ZACH AND I NEVER REALLY BECAME A 'THING'. He didn't talk to me much outside of when we were at parties together. It was weird, he would ignore me at school, but be all over me when we were out.

    I started getting annoyed with him because I didn't want to be with him if he only liked me when he was drunk. Plus, he started pulling me away from my friends who all have told me they don't like him.

    It wasn't until I saw him making out with another girl at a party that I really decided he wasn't worth it. But I think that that event pushed me deeper into the hole I dug myself into.

    I drifted away from my friends, I stopped putting in effort at school, and I was in a constant state of drunk, high, or hungover. It's not the proudest moment of my life, but I was already so far into my hole that I didn't think I could ever climb out.

    Gwen and I got into a big fight over my habits. She told me that she hated seeing me like this and that I needed to get help. I told her that I didn't want to and she told me that she felt sorry for me, and that's the last I heard from her.

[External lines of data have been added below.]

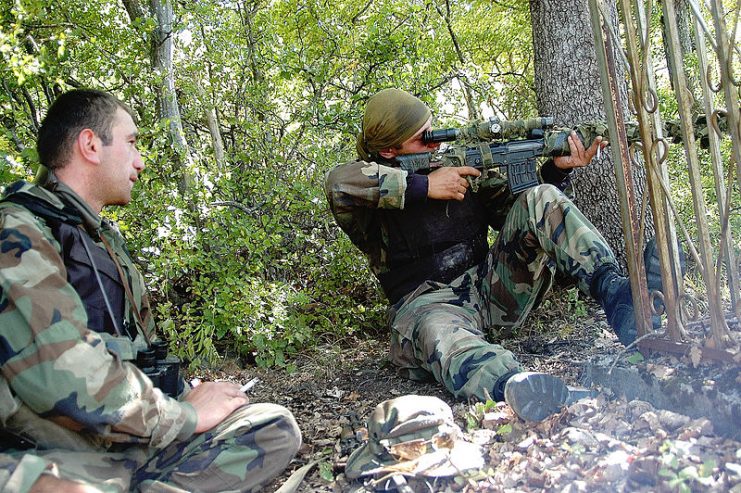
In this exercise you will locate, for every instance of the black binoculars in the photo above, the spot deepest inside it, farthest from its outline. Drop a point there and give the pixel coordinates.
(162, 368)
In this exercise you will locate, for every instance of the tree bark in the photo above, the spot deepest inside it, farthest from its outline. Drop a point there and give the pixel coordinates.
(567, 85)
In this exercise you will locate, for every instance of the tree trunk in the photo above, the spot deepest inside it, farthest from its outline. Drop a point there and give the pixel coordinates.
(567, 84)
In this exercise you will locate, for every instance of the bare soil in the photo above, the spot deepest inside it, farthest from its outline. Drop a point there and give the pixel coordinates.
(598, 444)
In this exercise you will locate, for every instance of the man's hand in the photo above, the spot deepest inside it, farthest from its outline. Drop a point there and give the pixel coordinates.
(214, 401)
(449, 183)
(579, 157)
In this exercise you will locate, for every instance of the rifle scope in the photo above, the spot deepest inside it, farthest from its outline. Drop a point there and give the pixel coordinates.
(491, 129)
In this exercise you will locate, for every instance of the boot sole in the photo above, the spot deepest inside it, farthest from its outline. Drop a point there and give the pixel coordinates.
(535, 396)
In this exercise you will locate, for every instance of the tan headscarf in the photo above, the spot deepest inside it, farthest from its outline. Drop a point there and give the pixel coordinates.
(391, 117)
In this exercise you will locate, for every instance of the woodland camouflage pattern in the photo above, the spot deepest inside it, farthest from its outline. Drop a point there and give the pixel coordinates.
(438, 329)
(94, 416)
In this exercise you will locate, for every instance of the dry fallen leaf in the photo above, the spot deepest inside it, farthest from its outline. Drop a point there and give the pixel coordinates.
(695, 356)
(409, 450)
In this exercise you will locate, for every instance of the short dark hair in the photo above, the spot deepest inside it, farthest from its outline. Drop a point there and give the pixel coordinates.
(70, 114)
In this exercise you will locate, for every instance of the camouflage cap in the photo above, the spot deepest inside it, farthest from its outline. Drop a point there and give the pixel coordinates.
(413, 435)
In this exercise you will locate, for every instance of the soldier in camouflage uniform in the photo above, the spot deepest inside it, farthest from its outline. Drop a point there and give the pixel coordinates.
(425, 237)
(74, 311)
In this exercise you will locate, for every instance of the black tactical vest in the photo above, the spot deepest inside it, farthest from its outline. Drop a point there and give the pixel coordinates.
(436, 240)
(65, 227)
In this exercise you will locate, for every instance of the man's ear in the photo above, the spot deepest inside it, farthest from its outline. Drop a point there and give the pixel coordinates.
(89, 144)
(388, 153)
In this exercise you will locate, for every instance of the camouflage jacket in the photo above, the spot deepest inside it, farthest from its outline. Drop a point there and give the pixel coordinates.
(52, 367)
(360, 194)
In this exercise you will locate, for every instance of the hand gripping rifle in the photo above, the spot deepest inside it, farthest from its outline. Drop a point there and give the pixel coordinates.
(516, 145)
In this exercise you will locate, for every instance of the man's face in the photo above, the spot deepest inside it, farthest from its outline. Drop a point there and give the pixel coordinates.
(120, 162)
(414, 143)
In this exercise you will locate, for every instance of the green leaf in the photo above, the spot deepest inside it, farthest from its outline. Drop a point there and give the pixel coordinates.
(325, 471)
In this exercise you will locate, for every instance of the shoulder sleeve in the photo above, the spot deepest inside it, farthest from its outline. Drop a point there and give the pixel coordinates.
(549, 173)
(54, 364)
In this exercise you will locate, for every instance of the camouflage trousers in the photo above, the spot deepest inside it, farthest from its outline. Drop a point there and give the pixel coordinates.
(439, 329)
(248, 449)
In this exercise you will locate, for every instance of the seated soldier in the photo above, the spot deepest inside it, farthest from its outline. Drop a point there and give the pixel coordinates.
(73, 311)
(425, 237)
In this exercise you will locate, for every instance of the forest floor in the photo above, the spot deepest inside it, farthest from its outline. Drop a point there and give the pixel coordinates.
(597, 444)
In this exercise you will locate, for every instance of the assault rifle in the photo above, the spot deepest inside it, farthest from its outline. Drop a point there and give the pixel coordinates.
(517, 144)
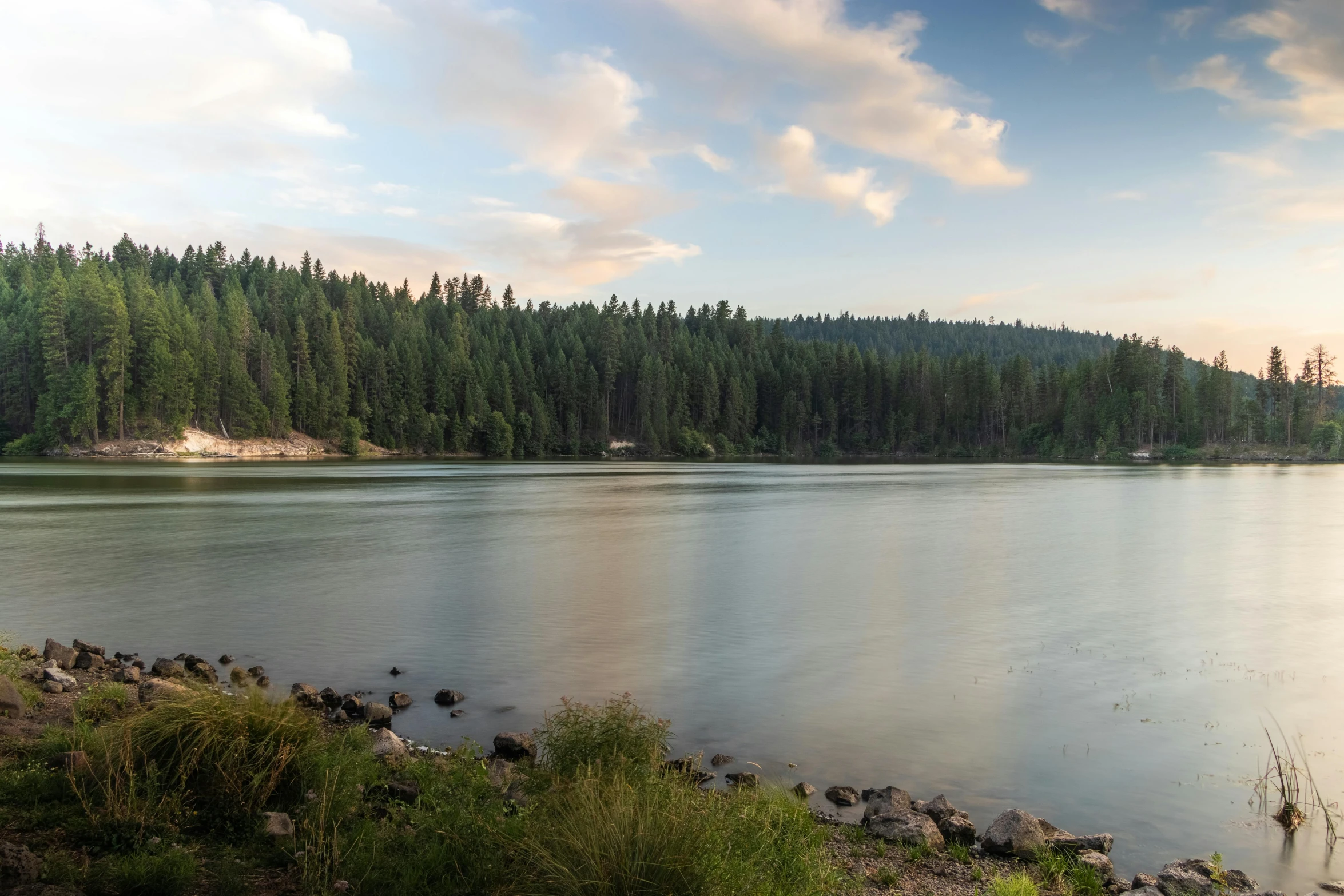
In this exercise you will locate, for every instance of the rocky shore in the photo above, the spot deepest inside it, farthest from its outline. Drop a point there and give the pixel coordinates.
(902, 844)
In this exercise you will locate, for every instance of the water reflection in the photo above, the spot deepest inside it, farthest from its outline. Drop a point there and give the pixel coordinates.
(1097, 645)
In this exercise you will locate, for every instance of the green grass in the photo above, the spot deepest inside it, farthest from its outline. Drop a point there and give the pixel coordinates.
(1015, 885)
(613, 734)
(101, 703)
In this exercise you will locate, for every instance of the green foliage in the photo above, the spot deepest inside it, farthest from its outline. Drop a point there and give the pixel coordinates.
(101, 703)
(615, 734)
(662, 836)
(167, 872)
(1015, 885)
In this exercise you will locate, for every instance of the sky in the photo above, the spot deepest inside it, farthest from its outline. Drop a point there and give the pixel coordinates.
(1170, 170)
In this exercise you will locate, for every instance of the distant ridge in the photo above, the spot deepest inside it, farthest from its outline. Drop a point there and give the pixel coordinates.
(1001, 341)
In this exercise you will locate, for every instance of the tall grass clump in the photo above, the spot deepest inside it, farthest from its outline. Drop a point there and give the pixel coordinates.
(224, 756)
(662, 836)
(613, 734)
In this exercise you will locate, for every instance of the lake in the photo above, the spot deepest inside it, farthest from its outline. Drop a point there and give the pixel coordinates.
(1100, 645)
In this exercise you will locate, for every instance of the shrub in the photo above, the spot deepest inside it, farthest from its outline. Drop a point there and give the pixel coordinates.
(615, 732)
(101, 703)
(1015, 885)
(170, 872)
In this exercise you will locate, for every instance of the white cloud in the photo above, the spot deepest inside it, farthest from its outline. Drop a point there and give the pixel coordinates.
(1077, 10)
(862, 86)
(1064, 46)
(795, 156)
(1310, 57)
(711, 159)
(1258, 166)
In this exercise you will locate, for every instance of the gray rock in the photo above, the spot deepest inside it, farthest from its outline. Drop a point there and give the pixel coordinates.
(92, 662)
(1014, 833)
(378, 715)
(63, 656)
(906, 827)
(305, 695)
(1104, 867)
(62, 679)
(11, 702)
(886, 801)
(279, 824)
(1195, 878)
(166, 668)
(939, 809)
(843, 795)
(18, 866)
(387, 744)
(956, 829)
(514, 744)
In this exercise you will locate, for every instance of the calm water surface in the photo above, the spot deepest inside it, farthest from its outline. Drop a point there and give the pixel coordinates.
(1097, 645)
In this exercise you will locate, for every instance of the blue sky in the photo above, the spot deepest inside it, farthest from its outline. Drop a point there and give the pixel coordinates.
(1128, 166)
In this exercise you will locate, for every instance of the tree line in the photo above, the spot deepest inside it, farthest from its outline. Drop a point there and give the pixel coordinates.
(141, 343)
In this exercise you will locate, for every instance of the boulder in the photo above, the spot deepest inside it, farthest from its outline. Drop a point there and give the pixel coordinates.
(378, 715)
(387, 744)
(63, 656)
(166, 668)
(906, 827)
(843, 795)
(205, 672)
(18, 866)
(279, 824)
(62, 679)
(514, 744)
(1195, 878)
(305, 695)
(1104, 867)
(92, 662)
(957, 829)
(74, 762)
(885, 801)
(1014, 833)
(939, 809)
(154, 690)
(11, 702)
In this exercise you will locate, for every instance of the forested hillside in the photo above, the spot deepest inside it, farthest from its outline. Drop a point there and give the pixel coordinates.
(137, 341)
(999, 341)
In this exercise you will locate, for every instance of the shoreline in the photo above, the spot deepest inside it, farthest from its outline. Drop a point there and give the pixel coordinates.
(902, 844)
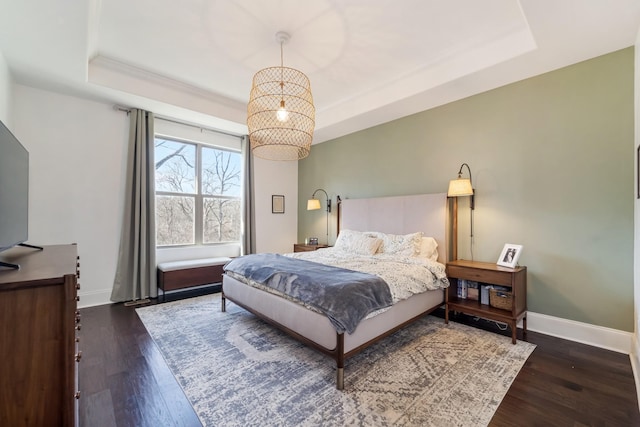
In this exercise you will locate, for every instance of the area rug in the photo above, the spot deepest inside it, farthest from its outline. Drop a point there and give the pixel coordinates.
(237, 370)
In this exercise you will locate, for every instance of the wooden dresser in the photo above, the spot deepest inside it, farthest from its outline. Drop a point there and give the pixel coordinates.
(38, 345)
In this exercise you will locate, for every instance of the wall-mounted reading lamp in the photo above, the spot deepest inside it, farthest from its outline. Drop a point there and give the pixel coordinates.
(461, 187)
(314, 204)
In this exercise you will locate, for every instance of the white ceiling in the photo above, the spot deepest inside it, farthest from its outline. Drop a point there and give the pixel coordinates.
(369, 61)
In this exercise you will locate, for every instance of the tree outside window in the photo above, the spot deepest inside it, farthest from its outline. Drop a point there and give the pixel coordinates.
(198, 193)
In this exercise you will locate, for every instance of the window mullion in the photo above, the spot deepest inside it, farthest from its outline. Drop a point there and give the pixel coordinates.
(199, 215)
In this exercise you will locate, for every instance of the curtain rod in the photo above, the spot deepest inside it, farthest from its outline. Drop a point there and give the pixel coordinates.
(170, 120)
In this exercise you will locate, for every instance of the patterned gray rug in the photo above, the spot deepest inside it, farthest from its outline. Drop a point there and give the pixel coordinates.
(239, 371)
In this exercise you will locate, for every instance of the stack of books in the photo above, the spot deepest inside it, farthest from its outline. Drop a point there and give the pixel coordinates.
(469, 289)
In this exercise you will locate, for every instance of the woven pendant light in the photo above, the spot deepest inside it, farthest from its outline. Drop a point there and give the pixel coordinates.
(280, 113)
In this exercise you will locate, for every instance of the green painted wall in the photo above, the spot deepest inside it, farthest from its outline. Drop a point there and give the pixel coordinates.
(552, 159)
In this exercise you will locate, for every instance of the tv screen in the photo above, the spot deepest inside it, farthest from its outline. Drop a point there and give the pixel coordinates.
(14, 190)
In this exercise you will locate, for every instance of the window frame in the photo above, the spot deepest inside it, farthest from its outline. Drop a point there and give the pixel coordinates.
(199, 197)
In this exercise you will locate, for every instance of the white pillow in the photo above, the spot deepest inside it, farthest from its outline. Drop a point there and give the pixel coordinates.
(357, 242)
(429, 248)
(402, 245)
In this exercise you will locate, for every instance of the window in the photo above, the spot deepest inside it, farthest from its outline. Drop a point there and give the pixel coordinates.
(198, 193)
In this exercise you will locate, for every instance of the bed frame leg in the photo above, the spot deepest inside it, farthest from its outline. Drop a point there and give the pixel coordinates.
(340, 361)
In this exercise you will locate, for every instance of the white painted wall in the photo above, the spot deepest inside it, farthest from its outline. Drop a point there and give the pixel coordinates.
(276, 232)
(5, 92)
(78, 154)
(635, 353)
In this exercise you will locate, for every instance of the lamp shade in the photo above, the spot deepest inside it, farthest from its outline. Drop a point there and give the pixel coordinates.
(313, 204)
(460, 187)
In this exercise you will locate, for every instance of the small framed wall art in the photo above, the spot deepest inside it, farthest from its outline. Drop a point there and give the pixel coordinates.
(510, 255)
(277, 203)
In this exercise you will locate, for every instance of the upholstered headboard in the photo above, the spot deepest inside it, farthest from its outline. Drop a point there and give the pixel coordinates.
(402, 215)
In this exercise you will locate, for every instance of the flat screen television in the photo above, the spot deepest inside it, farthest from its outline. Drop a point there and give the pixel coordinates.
(14, 190)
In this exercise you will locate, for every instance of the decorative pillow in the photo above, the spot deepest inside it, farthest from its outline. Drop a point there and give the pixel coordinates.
(402, 245)
(429, 248)
(357, 242)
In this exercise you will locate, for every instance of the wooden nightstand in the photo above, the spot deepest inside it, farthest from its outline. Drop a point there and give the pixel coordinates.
(484, 273)
(301, 247)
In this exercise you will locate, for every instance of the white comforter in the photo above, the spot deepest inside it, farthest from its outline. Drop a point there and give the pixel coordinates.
(405, 276)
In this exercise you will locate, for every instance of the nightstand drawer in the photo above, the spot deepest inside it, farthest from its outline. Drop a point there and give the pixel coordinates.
(480, 275)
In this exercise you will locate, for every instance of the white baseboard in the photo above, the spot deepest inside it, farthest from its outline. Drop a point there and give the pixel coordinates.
(598, 336)
(635, 364)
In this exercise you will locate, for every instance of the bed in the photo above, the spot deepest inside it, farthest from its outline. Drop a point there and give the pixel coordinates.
(401, 215)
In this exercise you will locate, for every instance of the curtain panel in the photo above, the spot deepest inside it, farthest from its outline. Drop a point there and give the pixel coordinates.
(135, 277)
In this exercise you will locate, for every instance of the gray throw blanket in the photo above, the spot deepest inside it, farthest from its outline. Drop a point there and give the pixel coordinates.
(344, 296)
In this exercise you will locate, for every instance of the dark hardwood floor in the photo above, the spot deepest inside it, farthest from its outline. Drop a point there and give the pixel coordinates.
(124, 380)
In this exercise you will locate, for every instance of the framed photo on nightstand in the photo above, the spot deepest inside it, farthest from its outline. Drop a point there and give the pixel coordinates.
(509, 256)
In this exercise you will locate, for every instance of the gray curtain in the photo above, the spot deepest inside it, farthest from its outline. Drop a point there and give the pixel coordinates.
(136, 273)
(248, 244)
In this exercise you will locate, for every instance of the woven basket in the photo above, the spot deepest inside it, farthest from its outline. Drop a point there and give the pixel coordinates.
(500, 299)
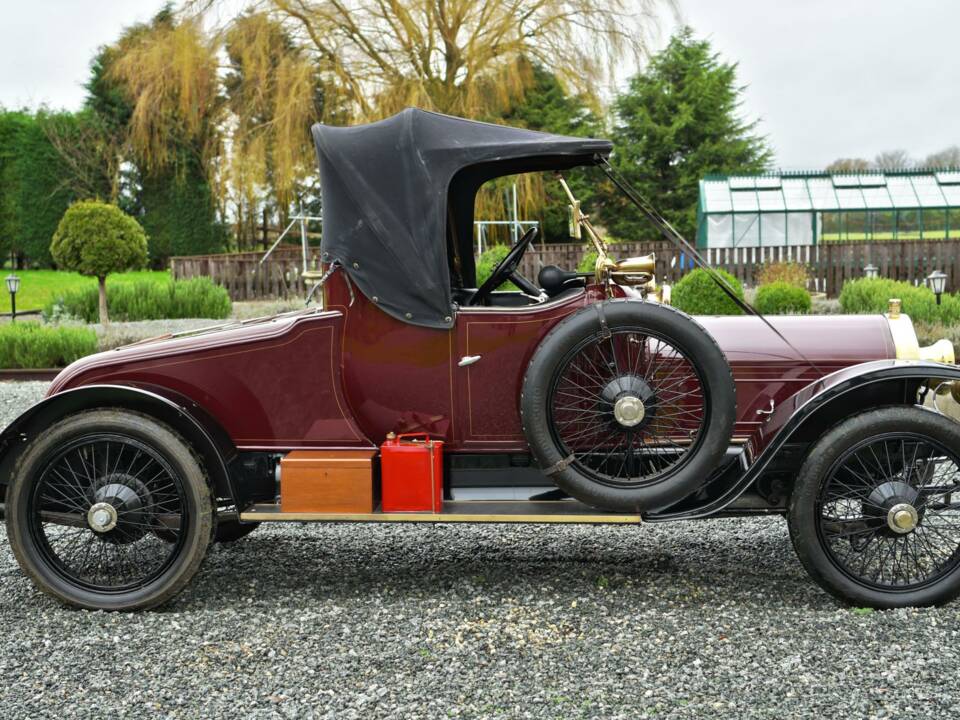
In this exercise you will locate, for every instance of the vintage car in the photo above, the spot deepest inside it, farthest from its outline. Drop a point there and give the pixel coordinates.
(580, 398)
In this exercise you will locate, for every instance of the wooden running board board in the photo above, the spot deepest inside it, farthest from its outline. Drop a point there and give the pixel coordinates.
(477, 511)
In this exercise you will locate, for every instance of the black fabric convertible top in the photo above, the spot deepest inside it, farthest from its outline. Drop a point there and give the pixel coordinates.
(397, 191)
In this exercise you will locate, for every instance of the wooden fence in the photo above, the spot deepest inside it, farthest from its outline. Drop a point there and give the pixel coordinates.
(829, 265)
(246, 278)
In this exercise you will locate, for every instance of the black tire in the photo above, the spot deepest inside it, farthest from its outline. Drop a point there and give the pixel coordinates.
(149, 478)
(682, 433)
(233, 530)
(843, 511)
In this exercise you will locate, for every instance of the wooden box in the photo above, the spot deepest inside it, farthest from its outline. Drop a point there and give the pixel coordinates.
(327, 481)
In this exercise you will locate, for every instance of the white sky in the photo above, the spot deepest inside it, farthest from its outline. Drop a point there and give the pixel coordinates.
(827, 78)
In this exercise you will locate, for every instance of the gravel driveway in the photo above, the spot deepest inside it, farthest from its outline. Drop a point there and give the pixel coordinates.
(704, 619)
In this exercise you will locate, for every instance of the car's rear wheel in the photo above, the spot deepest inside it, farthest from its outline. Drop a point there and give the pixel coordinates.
(88, 501)
(875, 512)
(628, 405)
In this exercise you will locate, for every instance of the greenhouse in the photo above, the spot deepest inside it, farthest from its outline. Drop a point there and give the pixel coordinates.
(808, 208)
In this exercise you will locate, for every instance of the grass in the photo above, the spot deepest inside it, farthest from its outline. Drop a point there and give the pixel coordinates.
(932, 234)
(37, 287)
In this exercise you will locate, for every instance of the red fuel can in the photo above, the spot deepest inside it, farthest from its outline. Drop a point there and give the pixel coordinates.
(411, 473)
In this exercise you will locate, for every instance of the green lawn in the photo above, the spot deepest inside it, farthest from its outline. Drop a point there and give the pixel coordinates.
(38, 286)
(931, 234)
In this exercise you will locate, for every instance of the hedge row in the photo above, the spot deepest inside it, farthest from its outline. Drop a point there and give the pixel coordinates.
(696, 293)
(145, 300)
(782, 298)
(31, 345)
(872, 295)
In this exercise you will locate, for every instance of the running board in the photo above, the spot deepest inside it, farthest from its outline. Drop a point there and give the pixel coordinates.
(477, 511)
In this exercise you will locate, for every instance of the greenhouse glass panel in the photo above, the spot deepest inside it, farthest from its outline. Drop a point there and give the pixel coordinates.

It's been a week.

    It's not that I didn't want to change, I knew what I was doing was wrong, I just didn't have the willpower to quit. I was ashamed of what I had become and I was scared to admit it.

    One morning I woke up and I decided that there was absolutely no chance I was going to school today. I went back to sleep and then went about my day laying around in my apartment alone, not a care in the world. Especially no cares about the growing pile of missing assignments.


.•¤۞¤•.



A LITTLE BEFORE NOON, a knock sounded from the door. I got up slightly startled, wondering who would be here at this time. I opened the door to reveal Peter Parker.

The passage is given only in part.